I spent the day with a dear friend who has encountered some rough patches in her life over the last six months. We spent the day hunkered inside talking and eating cookies while our kids played. We ate tacos together, and our kids asked (again) if we were all related. I wasn't at a march because a friend needed someone to sit with her, and even though the day was tinted with a bit of sadness as we acknowledged all she has so bravely endured, it was a good day, one of healing.
But if I had gone to a march, I would've waved signs, held hands with my friends, and shouted loudly.
I wanted to march as a way to protest the hateful rhetoric--particularly towards women--that fueled our new president's campaign.
I wanted to march because sexual assault is as common as white bread on grocery store shelves. I wanted to march for Kelsey, a woman I went to high school with, who was beaten and then murdered by her husband a few years ago. I wanted to march for the Hispanic woman who showed up at a shelter I volunteered at, her hands shaking, her kids crying, her face red and streaked with tears.
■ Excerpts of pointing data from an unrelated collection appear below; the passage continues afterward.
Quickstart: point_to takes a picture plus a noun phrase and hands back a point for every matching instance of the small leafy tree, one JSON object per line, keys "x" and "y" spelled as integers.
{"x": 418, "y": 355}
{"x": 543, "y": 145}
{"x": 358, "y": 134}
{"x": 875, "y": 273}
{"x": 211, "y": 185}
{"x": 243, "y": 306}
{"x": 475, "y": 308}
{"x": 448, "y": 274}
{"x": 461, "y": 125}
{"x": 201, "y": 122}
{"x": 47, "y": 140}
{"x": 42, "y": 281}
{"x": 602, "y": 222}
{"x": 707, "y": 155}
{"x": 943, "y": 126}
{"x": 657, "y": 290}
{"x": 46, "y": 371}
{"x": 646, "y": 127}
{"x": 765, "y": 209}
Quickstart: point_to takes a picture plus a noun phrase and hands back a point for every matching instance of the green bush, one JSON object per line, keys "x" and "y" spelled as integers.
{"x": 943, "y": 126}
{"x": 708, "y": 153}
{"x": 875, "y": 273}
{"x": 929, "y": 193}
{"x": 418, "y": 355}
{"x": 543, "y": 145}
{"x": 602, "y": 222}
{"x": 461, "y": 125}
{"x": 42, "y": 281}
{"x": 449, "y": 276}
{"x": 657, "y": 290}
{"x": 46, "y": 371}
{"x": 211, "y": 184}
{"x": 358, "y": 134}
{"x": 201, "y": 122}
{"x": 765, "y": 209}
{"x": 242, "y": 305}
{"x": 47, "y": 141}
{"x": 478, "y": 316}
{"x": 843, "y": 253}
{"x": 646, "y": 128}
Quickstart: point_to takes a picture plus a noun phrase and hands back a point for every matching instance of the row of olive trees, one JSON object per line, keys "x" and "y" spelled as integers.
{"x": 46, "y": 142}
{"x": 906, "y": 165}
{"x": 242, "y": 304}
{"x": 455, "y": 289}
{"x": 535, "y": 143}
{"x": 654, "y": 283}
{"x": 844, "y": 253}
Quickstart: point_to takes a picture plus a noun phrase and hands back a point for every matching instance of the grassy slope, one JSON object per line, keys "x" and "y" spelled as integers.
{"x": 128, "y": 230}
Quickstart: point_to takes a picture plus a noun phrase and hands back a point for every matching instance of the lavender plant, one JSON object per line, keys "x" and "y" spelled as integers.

I wanted to march for that one time back in 9th grade when I said no to a boy, but he did not respect my no. I wanted to march to show support for the millions of women in our country whose no is not respected.
I wanted to march for my daughter--a fiery girl with a competitive streak--my daughter who once had a near stranger say to her: "I bet you're bossy, aren't you?"
I wanted to march for one of my current students--a strong, single, Muslim mother of four kids who told me she feared for her daughters' safety as Muslim kids growing up in a small, Midwestern town.
I wanted to march for more fair treatment of women at work. For my friend who was once told by a colleague, "You should smile more."
I wanted to march for the women in my faith circle who have been belittled by men of faith, who have had their questions silenced and their gifts ignored.
I wanted to march for my son--a little boy who witnessed domestic violence at an early age. I wanted to show him all the strong men who show their strength not in how hard they can hit a woman, not in how much they can control a woman, but men who show their strength by marching alongside women.
|My friend participated in the Omaha women's march. She sent me this picture; the sign says:|
"I march for my mom, my grandma, my aunts, my cousins, my teachers, my friends, and for that girl over there that I don't even know. My future wife."
While women have many of the same legal rights as men, we are often not treated as such. The women's march was a multi-dimensional show of solidarity over the many, many issues that impact women today. Marches and protests have been important events in our culture. They can be incredible displays of unity and give folks a renewed strength to fight for justice. My friends who participated in these women's marches are amazing people who put their feet to the road on a daily basis helping others, who work tirelessly to raise kind kids (some of whom are not even their own); their participation in a women's march was just an added layer of advocacy.
I was not frightened by these marches. Instead, I was encouraged to see millions of women, men, and kids exercising their rights and marching around the world in a (mostly) peaceful display of solidarity, each with their own reasons. It was refreshing to see such unity despite how divided our nation and world seem to be lately. If you marched last weekend (or wanted to march): why did you? I'd love to hear your reasons!